Однажды утром явился посыльный, он приволок и свалил в коридоре на моем этаже большой плоский пакет. Вскоре пришел служитель и распаковал его. Там было несколько абстрактных картин, по-видимому, подарок кого-то из бывших пациентов. Служитель повесил их в коридоре. Когда он управился с этим, я вышла, чтобы взглянуть, что получилось. И тотчас в глазах потемнело, как мутнеет озеро, когда с взбаламученного дна поднимется ил. Картины кишели красками, у меня закружилась голова, я не находила в своем безупречно обкатанном репертуаре реакции, отвечающей этому впечатлению. Я вернулась в свою палату и тут заметила, что мне хочется кричать. Не от гнева или в истерике. Меня томила жажда долгого вопля, на мягких, низких нотах, который никогда бы не затихал, продолжаясь сам по себе, вопля, натянутого, как стальной канат, по которому я бежала бы быстрее, чем катится капля воды, вопля приглушенного, но глушащего все прочие звуки, и чтобы он раскинулся, как гигантская промокашка, втягивая в себя все до горизонта и далее, далее.

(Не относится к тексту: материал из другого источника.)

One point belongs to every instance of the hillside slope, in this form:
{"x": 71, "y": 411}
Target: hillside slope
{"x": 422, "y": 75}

«Вот оно, безумие!» — сказала я себе. Но никакого страха не испытала. Оно, стало быть, такое. И только-то! Я-то думала, это в самом деле некое «иное», почти непостижимое состояние, ввергнуть меня в которое мог бы разве что катаклизм. Теперь подобная наивность казалась мне смешной. Выходило, что безумие близко мне, точь-в-точь как моя прежняя жизнь, как нынешнее мое состояние, они взаимозаменяемы, во всех смыслах равноценны. А слово — не более чем полая оболочка, в пустоте которой содержится воздух того же состава, что и внутри любых других слов. Все то, что мы давно утратили, наши неиспользованные возможности! А еще меня разбирал смех при мысли о том, как легко было бы забраться под кровать, залаять по-собачьи, и прыгать, и корчить дикие рожи. Достаточно всего лишь соскользнуть в себя, в мутные глубины собственного тела.